Great idea, Baudrillard. Reality has become confusing, therefore, let's act
like retards.

------
krapp
Media necessarily presents an abstraction of reality to the viewer. However,
the pervasive and distributed nature of information gathering and
dissemination in the Internet age opens that abstraction up to people in a way
that simply wasn't possible when all media was "black boxes" (television,
radio, newspaper, etc.) Media now encompasses people uploading footage to
Youtube from their phones in the middle of a war zone.

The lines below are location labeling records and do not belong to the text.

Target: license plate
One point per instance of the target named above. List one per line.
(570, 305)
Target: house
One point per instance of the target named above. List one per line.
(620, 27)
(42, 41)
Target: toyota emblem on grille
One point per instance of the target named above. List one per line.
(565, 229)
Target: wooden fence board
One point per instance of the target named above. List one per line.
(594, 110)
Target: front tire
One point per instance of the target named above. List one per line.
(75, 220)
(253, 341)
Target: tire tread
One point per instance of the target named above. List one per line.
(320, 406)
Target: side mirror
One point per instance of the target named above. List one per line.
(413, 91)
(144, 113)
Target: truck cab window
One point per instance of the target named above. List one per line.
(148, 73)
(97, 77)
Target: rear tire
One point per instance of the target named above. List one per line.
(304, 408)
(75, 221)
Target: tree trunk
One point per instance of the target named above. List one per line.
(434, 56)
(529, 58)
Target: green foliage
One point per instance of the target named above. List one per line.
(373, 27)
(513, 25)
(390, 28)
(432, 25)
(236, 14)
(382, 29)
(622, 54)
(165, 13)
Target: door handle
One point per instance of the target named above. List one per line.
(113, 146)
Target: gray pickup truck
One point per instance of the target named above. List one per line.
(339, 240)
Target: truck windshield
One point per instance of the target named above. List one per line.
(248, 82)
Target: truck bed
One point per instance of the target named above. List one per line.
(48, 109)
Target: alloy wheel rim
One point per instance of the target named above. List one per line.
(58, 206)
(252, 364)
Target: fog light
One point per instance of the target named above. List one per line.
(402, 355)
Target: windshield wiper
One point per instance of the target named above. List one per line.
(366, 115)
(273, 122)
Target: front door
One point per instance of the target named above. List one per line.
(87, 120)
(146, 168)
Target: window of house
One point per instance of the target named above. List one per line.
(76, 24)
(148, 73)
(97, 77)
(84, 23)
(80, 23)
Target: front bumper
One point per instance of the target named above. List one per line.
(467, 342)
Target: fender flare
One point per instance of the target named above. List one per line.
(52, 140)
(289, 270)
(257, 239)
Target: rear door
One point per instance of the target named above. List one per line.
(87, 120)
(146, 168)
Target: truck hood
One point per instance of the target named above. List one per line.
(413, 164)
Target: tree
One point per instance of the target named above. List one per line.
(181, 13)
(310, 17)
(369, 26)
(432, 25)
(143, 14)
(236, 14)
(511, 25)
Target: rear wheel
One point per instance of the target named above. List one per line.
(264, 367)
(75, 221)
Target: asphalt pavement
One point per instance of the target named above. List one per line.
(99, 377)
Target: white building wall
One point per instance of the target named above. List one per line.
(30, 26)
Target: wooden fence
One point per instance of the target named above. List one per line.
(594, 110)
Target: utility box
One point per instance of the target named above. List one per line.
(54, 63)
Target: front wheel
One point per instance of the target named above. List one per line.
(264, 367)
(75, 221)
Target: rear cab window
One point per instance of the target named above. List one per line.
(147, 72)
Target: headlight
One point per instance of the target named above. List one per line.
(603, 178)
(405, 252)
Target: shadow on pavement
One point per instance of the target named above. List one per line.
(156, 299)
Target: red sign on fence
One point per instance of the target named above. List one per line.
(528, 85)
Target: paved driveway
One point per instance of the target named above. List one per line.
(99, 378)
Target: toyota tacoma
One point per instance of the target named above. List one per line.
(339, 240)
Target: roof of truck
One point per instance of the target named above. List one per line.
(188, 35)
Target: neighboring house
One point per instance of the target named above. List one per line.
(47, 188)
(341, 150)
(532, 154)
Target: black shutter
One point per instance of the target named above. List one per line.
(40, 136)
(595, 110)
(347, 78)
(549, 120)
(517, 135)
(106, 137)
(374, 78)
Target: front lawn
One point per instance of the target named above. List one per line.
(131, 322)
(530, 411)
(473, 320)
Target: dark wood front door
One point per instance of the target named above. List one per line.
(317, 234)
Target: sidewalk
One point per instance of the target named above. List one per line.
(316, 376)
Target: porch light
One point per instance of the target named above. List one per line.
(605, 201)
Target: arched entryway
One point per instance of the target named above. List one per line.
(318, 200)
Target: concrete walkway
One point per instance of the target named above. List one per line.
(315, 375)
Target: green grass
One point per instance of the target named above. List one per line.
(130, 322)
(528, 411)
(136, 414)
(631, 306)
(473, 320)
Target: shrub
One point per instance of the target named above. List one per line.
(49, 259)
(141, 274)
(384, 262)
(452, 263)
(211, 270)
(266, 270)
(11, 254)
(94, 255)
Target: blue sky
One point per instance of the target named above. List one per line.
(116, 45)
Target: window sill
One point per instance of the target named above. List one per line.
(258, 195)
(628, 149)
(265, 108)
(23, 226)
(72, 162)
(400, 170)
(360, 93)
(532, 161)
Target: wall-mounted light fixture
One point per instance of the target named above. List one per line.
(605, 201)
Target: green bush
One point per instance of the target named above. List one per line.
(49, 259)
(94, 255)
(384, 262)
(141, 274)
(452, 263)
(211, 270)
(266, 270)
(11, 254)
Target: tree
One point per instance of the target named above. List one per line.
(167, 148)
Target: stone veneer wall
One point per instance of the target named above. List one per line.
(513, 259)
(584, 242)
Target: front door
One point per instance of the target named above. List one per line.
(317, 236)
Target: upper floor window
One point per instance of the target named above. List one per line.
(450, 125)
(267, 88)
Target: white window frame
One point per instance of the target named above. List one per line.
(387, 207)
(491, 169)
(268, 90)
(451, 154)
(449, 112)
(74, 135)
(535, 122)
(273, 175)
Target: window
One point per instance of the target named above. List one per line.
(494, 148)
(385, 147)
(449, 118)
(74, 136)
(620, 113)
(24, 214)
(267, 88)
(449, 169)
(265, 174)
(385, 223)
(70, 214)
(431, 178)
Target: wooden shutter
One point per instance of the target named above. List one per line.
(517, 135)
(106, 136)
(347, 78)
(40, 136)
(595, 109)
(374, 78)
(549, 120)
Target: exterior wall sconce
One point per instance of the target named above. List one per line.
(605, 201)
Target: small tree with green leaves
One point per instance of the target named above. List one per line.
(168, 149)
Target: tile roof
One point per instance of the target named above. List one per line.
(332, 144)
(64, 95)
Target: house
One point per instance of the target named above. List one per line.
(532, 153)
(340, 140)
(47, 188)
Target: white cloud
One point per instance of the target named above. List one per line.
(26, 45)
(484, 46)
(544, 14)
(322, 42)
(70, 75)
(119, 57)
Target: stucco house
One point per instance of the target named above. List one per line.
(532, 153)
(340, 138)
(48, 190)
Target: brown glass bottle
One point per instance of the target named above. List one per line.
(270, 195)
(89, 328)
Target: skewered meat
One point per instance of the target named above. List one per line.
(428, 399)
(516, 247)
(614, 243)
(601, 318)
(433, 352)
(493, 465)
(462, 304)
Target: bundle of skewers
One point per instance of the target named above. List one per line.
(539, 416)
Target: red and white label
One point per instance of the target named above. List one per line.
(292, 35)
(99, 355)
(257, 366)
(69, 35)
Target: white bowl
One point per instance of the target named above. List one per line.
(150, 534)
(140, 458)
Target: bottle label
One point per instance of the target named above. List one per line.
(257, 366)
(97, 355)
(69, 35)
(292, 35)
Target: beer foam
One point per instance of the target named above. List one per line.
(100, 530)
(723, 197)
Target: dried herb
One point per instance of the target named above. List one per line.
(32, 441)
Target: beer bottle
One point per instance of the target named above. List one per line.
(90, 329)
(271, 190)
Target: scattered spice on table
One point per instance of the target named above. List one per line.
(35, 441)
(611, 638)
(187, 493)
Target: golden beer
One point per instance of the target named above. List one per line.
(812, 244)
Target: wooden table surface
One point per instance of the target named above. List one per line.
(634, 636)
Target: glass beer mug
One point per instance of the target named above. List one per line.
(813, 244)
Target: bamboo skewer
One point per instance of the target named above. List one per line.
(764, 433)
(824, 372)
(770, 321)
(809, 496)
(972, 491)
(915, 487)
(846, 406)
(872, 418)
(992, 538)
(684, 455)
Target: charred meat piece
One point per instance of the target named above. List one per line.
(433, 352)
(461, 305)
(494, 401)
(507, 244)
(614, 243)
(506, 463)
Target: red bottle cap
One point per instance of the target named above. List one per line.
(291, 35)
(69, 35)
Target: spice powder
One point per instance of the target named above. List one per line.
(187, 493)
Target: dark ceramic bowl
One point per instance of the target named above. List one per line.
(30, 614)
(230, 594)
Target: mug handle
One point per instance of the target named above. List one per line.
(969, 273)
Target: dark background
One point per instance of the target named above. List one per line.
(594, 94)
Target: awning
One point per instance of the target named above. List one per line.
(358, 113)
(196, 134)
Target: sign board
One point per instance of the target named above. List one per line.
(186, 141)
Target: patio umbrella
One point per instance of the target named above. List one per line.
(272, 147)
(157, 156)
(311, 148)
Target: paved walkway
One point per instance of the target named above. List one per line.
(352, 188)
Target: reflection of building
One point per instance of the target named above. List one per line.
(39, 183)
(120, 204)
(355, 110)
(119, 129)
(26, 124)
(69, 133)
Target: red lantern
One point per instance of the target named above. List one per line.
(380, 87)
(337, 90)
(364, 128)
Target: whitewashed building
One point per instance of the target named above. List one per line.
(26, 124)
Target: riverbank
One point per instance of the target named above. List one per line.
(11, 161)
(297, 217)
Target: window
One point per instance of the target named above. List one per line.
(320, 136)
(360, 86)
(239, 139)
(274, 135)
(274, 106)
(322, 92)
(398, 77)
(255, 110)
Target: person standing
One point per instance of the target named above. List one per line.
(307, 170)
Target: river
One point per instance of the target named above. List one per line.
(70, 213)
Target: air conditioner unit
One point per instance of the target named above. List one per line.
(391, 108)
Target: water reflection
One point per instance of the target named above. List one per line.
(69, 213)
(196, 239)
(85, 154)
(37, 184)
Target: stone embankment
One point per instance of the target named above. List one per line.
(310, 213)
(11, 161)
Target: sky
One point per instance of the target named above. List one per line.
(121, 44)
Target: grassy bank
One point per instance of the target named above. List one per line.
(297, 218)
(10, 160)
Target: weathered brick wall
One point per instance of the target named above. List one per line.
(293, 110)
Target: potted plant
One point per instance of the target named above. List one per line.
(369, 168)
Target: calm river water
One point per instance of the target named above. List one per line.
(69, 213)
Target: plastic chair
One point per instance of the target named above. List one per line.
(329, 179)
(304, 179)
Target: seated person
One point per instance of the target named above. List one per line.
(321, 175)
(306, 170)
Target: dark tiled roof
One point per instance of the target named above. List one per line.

The premise of Baudrillard's argument as I understand it - that the model of
reality created by media is useless fiction and propaganda, which must, one
assumes, be rejected out of hand as postmodernists seem to want to do - has
possibly become more tenuous over time. Although some would (and do) assert
that the fabrication of reality by corporate and government interests has only
exploded exponentially and become even more pervasive, and that the appearance
of fine-grained truth presented by social media is, itself, only a more
elaborate set of lies.

This phenomenon, by which reality is described through abstractions and
attempts at narrative, is everywhere - and it's arguably unavoidable, given
that the very nature of human consciousness is a post-hoc hallucination
generated by the unreliable narrator that is the brain. Should science dismiss
all of its theories as incredulous nonsense because its models are
falsifiable? Of course not, because even imperfect models can be useful. What
exactly are we to be left with, if we must reject abstraction? We cannot
reject it, we are it.

It is likely true, however, that for many people the rest of the world exists
primarily in the form of a set of packaged narratives or curated experiences
presented on an electronic screen or a device. There is also possibly a
discussion worth having on the ever-shifting definitions of "war" and
"terrorism" and just and unjust conflict in the modern age, because to an
extent, the arbiters of these definitions exist as ghosts in the machine.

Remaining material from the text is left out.